Fighting the fascists in the Swinging Sixties

by Ben Soton

Ridley Road. A four-part mini-series adapted by Sarah Solemani from Jo Bloom's 2014 novel of the same name. Currently showing on BBC1, Sundays at 9pm. Also available on BBC iPlayer.

Set in 1962, a young Jewish woman, Vivian Epstein (played by Agnes O’Casey), leaves her comfortable life in Manchester in search of her boyfriend. She finds work as a hairdresser and on her afternoon off wanders into a fascist rally in Trafalgar Square only to find her lover, Jack Morris (played by Tom Varney), masquerading as a far-right thug.  The organisation in question was the National Socialist Movement (NSM) led at the time by Colin Jordan and John Tyndall and campaigning in Ridley Road in London’s East End, from where the drama takes its name.

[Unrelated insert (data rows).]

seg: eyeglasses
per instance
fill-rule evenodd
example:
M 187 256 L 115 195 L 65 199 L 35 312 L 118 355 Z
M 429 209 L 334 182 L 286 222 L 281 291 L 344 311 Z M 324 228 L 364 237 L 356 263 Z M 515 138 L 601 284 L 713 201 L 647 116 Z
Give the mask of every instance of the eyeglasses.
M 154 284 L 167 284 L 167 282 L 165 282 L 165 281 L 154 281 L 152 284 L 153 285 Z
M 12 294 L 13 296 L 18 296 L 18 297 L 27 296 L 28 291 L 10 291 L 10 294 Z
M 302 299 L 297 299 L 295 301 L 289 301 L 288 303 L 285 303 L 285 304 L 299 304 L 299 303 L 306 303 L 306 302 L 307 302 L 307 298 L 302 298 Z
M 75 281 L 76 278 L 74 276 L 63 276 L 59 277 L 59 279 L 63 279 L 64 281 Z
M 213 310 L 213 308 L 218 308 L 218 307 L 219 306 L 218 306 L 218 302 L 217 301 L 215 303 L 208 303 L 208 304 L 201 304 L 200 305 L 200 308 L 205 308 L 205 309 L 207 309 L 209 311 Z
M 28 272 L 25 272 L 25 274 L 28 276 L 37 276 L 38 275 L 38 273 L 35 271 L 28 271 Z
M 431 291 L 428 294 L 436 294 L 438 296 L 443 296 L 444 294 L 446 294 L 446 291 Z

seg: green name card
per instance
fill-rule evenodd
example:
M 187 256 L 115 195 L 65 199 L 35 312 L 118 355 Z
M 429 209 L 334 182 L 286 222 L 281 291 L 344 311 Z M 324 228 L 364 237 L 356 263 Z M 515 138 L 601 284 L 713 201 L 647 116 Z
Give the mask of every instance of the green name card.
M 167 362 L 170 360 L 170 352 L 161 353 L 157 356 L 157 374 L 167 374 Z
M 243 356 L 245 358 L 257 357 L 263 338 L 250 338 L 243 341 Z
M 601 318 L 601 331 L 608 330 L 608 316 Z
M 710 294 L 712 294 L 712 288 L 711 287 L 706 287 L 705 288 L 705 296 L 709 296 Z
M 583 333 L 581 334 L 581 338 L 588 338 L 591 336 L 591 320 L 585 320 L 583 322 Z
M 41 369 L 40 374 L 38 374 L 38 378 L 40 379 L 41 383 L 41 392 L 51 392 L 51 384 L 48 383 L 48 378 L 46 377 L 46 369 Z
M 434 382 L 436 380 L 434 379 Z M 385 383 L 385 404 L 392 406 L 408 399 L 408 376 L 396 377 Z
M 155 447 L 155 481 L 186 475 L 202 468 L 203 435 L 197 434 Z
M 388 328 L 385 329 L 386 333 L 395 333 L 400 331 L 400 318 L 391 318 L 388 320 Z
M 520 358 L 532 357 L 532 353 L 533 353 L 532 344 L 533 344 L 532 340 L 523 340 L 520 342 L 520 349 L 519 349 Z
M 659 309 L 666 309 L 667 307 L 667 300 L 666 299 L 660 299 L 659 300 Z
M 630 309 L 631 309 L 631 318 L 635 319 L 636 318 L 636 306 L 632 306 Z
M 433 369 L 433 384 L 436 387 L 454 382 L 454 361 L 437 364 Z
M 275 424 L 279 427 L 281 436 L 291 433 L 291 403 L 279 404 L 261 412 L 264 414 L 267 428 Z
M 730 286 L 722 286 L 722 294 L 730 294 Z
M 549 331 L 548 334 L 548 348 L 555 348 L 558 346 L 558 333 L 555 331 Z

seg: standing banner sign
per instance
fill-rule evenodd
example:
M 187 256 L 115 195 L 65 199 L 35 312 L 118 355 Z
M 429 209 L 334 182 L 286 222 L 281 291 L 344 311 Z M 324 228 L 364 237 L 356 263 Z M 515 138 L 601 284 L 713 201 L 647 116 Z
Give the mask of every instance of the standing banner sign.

    The drama has three areas of focus: those opposed to fascism, the fascists themselves and those naïve individuals fooled into supporting it. After Jack is injured in a street-fight Vivian becomes involved with a group of Jewish anti-fascists for whom he is working undercover. The group, led by Jewish cab driver Solly Malinovsky (played by Eddie Marsan), have fresh memories of the Holocaust and Cable Street and are determined to get this poisonous ideology crushed for good. Vivian infiltrates the NSM to discover Jack’s whereabouts.
    Ridley Road also shows how fascism prays on people’s fears and even legitimate concerns.    Fascists fraudulently claim to be opposed to capitalism and often promote an opposition to modernity.

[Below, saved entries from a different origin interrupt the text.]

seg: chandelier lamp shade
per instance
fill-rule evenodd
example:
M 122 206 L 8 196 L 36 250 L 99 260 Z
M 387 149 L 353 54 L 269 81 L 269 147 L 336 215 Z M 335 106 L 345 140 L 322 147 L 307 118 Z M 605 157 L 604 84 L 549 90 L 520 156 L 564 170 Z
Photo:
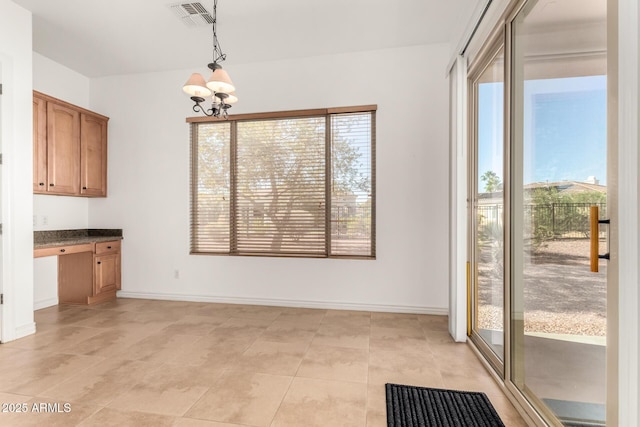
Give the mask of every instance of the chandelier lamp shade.
M 211 70 L 209 80 L 199 73 L 193 73 L 189 80 L 184 84 L 182 90 L 187 93 L 194 102 L 193 111 L 202 113 L 209 117 L 228 116 L 227 110 L 231 108 L 231 104 L 238 102 L 235 94 L 235 86 L 231 81 L 229 74 L 222 68 L 220 63 L 227 59 L 227 55 L 222 53 L 218 35 L 216 34 L 216 12 L 218 0 L 213 2 L 213 61 L 207 65 Z M 206 99 L 211 97 L 211 108 L 207 108 L 204 103 Z

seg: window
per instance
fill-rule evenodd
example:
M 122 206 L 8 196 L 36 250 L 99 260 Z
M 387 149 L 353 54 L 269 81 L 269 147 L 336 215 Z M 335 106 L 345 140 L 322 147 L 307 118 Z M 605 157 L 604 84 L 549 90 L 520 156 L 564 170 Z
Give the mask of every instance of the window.
M 191 123 L 191 253 L 375 258 L 375 106 Z

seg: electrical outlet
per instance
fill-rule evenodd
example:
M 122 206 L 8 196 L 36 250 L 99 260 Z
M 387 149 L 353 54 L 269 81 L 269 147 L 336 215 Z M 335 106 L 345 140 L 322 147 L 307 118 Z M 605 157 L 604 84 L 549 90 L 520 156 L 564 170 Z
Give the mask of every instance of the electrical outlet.
M 49 217 L 42 215 L 42 225 L 49 225 Z
M 179 279 L 180 278 L 180 270 L 178 270 L 178 269 L 173 270 L 173 278 L 174 279 Z
M 37 226 L 38 225 L 38 215 L 34 215 L 33 216 L 33 226 Z

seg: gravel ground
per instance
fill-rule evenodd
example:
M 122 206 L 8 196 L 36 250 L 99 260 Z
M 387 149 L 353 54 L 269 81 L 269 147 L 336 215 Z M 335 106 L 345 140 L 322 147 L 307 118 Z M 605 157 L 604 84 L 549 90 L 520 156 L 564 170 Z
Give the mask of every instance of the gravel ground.
M 478 268 L 478 326 L 503 328 L 502 279 L 490 283 L 489 254 Z M 484 261 L 484 262 L 482 262 Z M 605 336 L 606 261 L 600 273 L 589 271 L 589 240 L 551 241 L 525 259 L 525 332 Z

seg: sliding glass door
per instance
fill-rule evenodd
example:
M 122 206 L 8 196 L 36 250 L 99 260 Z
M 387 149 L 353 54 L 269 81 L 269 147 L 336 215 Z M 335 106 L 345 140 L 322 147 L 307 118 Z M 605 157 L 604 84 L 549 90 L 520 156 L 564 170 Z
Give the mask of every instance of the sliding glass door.
M 471 338 L 504 365 L 504 48 L 498 39 L 471 74 Z
M 514 1 L 468 70 L 470 336 L 550 425 L 605 425 L 615 363 L 606 12 Z
M 606 262 L 590 271 L 588 237 L 591 207 L 606 215 L 606 1 L 528 2 L 511 44 L 511 377 L 565 425 L 604 425 Z

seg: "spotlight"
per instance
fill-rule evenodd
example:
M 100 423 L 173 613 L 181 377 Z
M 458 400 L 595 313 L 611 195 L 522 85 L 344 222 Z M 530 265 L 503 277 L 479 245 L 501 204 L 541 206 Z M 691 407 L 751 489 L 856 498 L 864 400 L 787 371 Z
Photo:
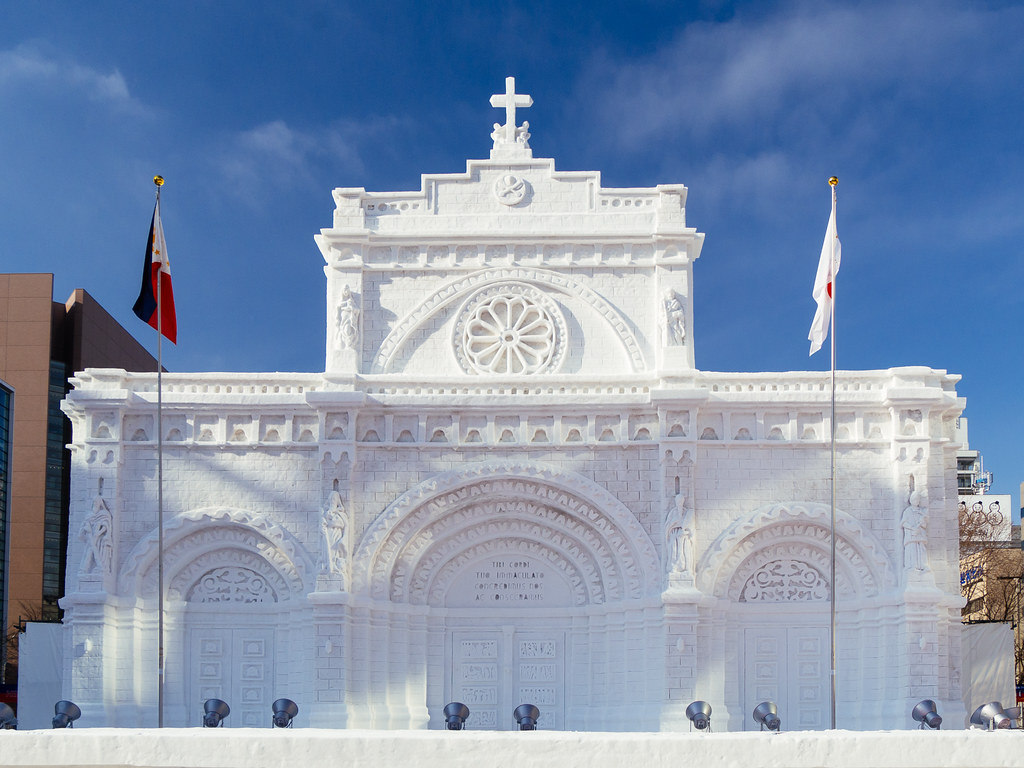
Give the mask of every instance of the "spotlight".
M 203 702 L 203 728 L 216 728 L 224 718 L 231 714 L 231 707 L 220 699 L 207 699 Z
M 82 710 L 70 701 L 58 701 L 53 705 L 53 727 L 73 728 L 71 725 L 82 716 Z
M 519 710 L 516 710 L 517 712 Z M 469 718 L 469 707 L 461 701 L 453 701 L 445 705 L 444 719 L 445 727 L 449 731 L 461 731 L 466 727 L 466 720 Z
M 14 710 L 7 704 L 0 702 L 0 729 L 13 731 L 18 727 L 18 718 L 14 716 Z
M 754 722 L 761 726 L 763 731 L 778 731 L 782 729 L 782 721 L 779 719 L 779 708 L 774 701 L 762 701 L 754 707 Z
M 227 708 L 227 704 L 224 705 Z M 291 728 L 292 718 L 299 714 L 298 705 L 291 699 L 278 699 L 270 708 L 274 712 L 274 718 L 271 721 L 275 728 Z M 227 717 L 227 712 L 224 713 L 224 717 Z
M 698 731 L 707 729 L 711 732 L 711 705 L 706 701 L 695 701 L 686 708 L 686 716 L 690 718 L 690 730 L 697 726 Z
M 910 715 L 921 724 L 922 731 L 925 726 L 937 731 L 942 725 L 942 718 L 939 717 L 939 713 L 935 709 L 935 702 L 931 699 L 919 701 Z
M 971 725 L 980 725 L 982 728 L 994 731 L 996 728 L 1009 728 L 1010 718 L 1003 712 L 1003 705 L 998 701 L 990 701 L 982 704 L 971 715 Z
M 533 704 L 520 704 L 516 707 L 516 711 L 512 713 L 512 717 L 519 723 L 520 731 L 536 731 L 537 720 L 540 719 L 540 710 L 533 706 Z

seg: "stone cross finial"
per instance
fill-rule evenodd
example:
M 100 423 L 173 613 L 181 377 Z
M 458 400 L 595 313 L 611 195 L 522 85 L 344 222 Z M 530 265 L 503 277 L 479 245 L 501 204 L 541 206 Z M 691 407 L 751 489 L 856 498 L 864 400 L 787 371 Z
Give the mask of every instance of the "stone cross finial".
M 516 107 L 533 106 L 533 97 L 516 93 L 516 79 L 505 78 L 505 92 L 491 96 L 491 106 L 496 109 L 505 108 L 505 125 L 501 126 L 505 133 L 504 143 L 515 144 L 516 141 Z

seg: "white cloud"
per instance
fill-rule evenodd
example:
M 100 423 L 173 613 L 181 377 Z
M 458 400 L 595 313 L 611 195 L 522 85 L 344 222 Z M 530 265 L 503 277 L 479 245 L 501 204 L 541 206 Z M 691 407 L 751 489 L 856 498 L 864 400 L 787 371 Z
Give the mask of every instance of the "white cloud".
M 986 73 L 973 53 L 991 59 L 1005 42 L 1007 55 L 1020 56 L 1011 33 L 1024 23 L 1020 8 L 949 2 L 783 8 L 767 17 L 690 24 L 640 60 L 604 54 L 592 63 L 581 93 L 598 94 L 599 123 L 613 128 L 615 143 L 642 147 L 668 133 L 706 140 L 737 129 L 750 135 L 754 121 L 784 126 L 795 104 L 829 122 L 868 94 L 912 102 L 936 84 L 953 91 L 984 87 Z
M 0 51 L 0 86 L 29 85 L 85 96 L 90 101 L 132 112 L 148 111 L 134 99 L 118 70 L 100 72 L 73 61 L 47 56 L 30 45 Z
M 364 169 L 362 147 L 384 142 L 400 125 L 378 118 L 301 130 L 273 120 L 228 137 L 215 162 L 230 188 L 256 202 L 264 197 L 261 190 L 320 183 L 317 173 L 324 169 L 358 175 Z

    In one scene a covert fascist sympathiser talks of the closure of corner shops due to competition from supermarket chains. For most readers under 70 it is difficult to recall a time when most shopping was not bought in supermarkets but in the early 1960s they were an innovation. The same demagogues often hark back to an imagined past when apparently everyone knew their neighbour and looked out for each other – a dog whistle reference to immigration. From personal observation, the death of community spirit is grossly exaggerated just as is the notion that it was somehow better in the past. Meanwhile, the street I live on still has a corner shop, only it is open for much longer than it would have been in the 1960s.

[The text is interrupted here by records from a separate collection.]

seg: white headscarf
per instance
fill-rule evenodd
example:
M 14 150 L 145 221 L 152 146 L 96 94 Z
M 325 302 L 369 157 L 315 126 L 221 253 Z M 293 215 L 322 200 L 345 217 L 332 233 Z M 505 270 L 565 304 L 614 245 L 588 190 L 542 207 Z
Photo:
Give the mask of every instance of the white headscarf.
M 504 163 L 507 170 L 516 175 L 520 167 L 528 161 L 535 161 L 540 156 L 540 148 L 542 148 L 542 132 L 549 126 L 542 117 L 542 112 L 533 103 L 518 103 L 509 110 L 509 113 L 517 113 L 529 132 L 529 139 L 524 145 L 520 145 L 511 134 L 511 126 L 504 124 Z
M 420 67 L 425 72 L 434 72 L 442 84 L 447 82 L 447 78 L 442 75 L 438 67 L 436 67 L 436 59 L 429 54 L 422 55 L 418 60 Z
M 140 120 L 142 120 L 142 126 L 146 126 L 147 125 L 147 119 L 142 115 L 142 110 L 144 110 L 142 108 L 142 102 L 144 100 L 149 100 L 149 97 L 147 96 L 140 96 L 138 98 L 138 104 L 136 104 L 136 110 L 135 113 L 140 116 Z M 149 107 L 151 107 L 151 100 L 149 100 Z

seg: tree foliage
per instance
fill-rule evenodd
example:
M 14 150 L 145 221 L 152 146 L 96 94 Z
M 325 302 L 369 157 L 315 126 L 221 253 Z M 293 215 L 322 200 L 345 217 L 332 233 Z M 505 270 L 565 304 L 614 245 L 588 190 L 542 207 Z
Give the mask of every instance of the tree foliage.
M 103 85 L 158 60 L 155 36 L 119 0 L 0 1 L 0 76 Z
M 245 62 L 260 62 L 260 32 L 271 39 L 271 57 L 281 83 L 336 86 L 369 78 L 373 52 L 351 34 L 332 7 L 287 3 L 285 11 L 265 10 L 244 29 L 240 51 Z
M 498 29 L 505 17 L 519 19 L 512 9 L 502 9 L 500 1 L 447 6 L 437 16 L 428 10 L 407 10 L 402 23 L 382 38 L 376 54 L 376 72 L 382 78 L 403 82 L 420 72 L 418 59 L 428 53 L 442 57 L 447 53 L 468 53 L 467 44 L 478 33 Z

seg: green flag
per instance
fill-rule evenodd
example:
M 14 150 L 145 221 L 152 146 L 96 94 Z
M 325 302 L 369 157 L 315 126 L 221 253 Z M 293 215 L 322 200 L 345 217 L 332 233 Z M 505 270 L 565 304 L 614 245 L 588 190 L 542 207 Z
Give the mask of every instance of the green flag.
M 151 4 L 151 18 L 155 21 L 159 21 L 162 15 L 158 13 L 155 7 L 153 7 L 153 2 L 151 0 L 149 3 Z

    Colin Jordan (played by Rory Kinnear), the leader of the NSM, is portrayed as calm and collected, as well as a doting father.  He is not a one-dimensional, spitting fanatic, the classic cartoon fascist. The rank and file, referred to as his men, are portrayed as thuggish and drawn from the lower end of the working class. The wife of one of them points out that the stately home, used by the NSM, has been donated by a wealthy aristocrat. A reminder that fascism is not about looking after the little people.
    Ridley Road intertwines newsreel footage between scenes, which gives it a documentary feel.    It contains several sub-plots, giving the drama an added suspense. Meanwhile, it also makes reference to the treatment, or should I say mistreatment, of women – both by the fascist movement and ironically also within the Jewish community. This multi-layered and largely accurate historical drama is definitely a must in terms of Sunday night viewing.